For instance, there's Frick: when David first arrives, Frick chastises him for his inability to shoot and hunt, suggesting this makes him deficient as a Native. It's only later (or I missed it the first time) that we learn that Frick is a western Native, not Penobscot at all--a small but clever dig, I think, at the way certain ideas about Native people dominate American cultural media. And yet, the reservation is always being mined for media. One subplot involves David's friend Ferris breaking into the Penobscot museum to steal a "root club," having seen one go for big bucks on Antique Roadshow. In the title story, a film crew trying to produce a documentary on the reservation ends up filming one of the most harrowing and traumatic experiences of David's life. These details provide a vision of Native life that is offered up as a consumable commodity, even as Natives like David remain, or feel they remain, estranged from it. Running from the cops, David ends up hiding out in a sweat lodge--a grimly ironic symbol, until he returns later to actually go through with the sweat lodge ceremony: "[A]nd right then my body sweated all that was left in it, which really wasn't very much at all." So there is a positive vision here; I don't mean to suggest there isn't--only that one of the things Night of the Living Rez suggests so eloquently is that sometimes, coming home isn't enough.

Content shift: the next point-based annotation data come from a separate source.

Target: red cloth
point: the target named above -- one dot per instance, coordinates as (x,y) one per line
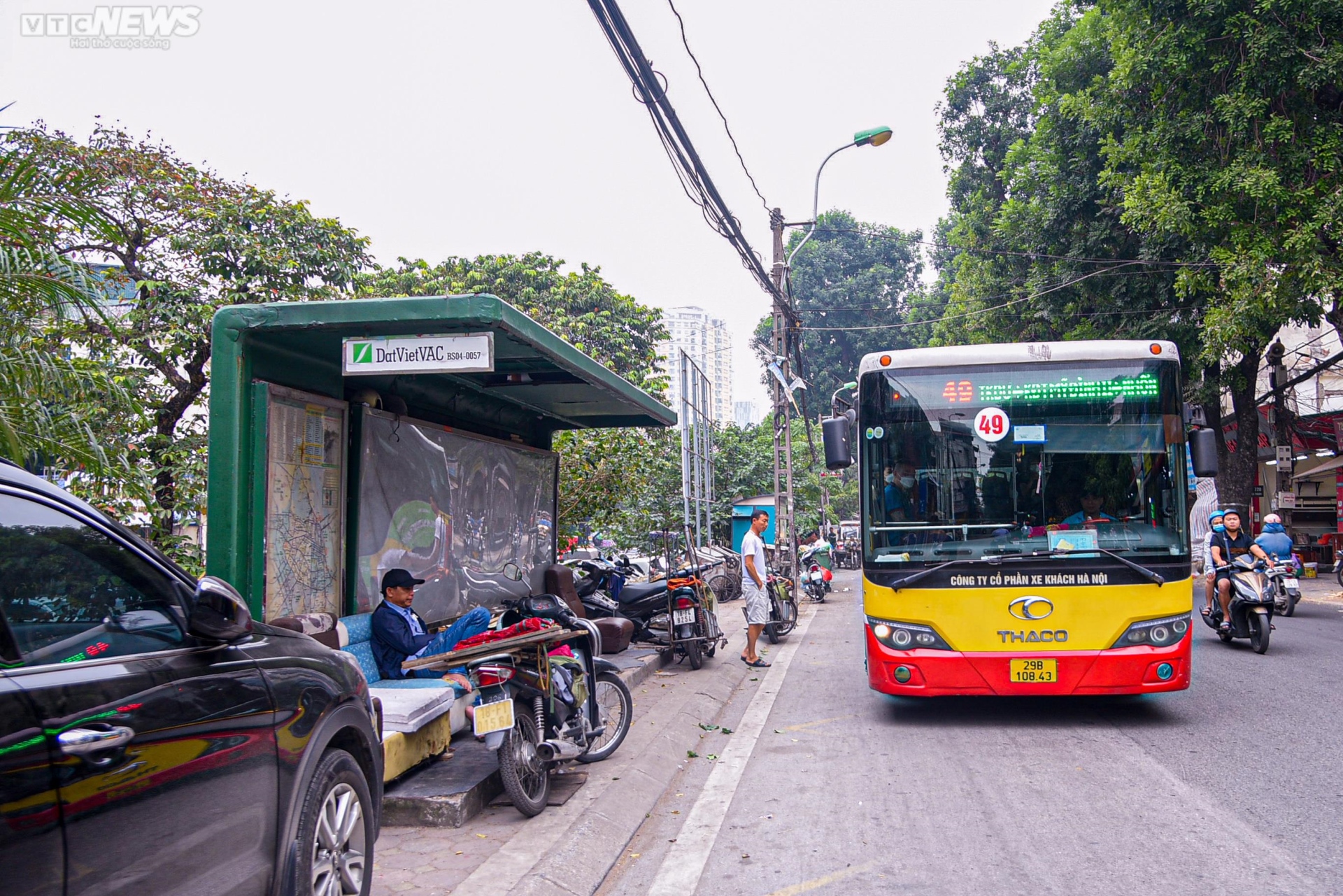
(525,626)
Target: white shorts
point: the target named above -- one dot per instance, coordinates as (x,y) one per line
(758,604)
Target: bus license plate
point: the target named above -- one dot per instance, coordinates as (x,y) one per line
(493,716)
(1033,671)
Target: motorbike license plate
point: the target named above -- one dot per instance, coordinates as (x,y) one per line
(1033,671)
(493,716)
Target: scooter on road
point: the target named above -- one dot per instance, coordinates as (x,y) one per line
(1251,606)
(1287,590)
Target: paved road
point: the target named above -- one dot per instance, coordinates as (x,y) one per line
(1232,786)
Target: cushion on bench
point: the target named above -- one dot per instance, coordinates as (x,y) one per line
(407,703)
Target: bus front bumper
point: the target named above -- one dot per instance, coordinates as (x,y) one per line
(940,674)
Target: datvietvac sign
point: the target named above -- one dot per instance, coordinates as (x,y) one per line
(454,354)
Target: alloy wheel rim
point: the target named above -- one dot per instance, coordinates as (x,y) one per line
(339,848)
(610,713)
(527,760)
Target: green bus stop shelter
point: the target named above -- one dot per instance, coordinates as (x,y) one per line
(351,437)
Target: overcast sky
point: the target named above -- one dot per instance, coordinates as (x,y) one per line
(455,128)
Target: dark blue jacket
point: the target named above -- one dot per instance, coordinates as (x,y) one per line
(392,640)
(1276,541)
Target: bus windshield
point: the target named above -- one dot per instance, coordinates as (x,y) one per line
(990,461)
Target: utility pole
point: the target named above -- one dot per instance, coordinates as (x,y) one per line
(1281,426)
(785,535)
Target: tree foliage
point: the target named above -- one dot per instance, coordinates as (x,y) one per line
(50,402)
(1150,169)
(857,289)
(183,242)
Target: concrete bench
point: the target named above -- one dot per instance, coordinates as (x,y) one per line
(420,715)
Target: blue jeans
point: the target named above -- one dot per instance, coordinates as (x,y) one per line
(471,624)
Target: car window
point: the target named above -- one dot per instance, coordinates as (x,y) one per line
(70,592)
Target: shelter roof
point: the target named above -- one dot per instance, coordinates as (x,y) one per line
(540,383)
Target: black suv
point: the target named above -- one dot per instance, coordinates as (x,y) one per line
(153,738)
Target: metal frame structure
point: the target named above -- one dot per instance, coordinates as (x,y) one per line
(785,319)
(696,450)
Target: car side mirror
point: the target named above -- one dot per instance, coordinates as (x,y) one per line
(834,434)
(219,613)
(1202,453)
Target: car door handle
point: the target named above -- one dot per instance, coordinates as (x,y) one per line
(80,742)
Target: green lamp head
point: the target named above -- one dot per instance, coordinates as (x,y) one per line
(872,137)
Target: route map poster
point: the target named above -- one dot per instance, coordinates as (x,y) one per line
(453,509)
(305,518)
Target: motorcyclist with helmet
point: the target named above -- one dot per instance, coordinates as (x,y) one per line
(1214,527)
(1275,541)
(1225,547)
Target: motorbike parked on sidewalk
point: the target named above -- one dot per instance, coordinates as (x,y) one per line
(671,614)
(1287,590)
(537,710)
(783,609)
(1252,605)
(817,579)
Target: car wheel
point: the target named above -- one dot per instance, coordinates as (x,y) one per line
(336,830)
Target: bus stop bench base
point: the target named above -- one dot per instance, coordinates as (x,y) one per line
(445,794)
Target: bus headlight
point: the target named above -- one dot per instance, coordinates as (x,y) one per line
(906,636)
(1154,633)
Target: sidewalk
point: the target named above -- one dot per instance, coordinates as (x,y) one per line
(581,840)
(1323,589)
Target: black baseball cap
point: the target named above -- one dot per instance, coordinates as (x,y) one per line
(399,579)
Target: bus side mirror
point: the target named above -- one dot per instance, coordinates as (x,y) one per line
(834,433)
(1202,452)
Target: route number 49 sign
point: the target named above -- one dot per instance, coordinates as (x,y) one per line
(991,423)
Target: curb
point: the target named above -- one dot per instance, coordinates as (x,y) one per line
(597,839)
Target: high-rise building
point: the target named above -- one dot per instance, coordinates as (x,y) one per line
(746,414)
(709,344)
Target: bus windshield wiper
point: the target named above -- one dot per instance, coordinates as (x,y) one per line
(915,576)
(1147,574)
(922,574)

Not every story in Night of the Living Rez landed for me, but one thing I did really enjoy about it was its structure: David is the narrator of each story, but the stories are out of order chronologically; the book skips from child David to the teenage "Dee" to the adult, looking back. Partly this structure helps the book to subvert familiar expectations about problem and resolution, sickness and recovery, alienation and integration. Like my old friend Infinite Jest, it struck me how much Night of the Living Rez is a story about addiction--David waking up in a grain silo, David stealing money from his grandmother to pay for Klonopin, David adrift at the methadone clinic--and the structure reveals something about the halting and peripatetic nature of recovery. The title story, maybe the best story, reveals that it's not just David who struggle with substance abuse: Paige and Frick, too, stumble around like the zombies suggested by the title, and the abuse facilitates horrible acts that rupture lives. But although there are no simple solutions, life goes on--the "Living Rez."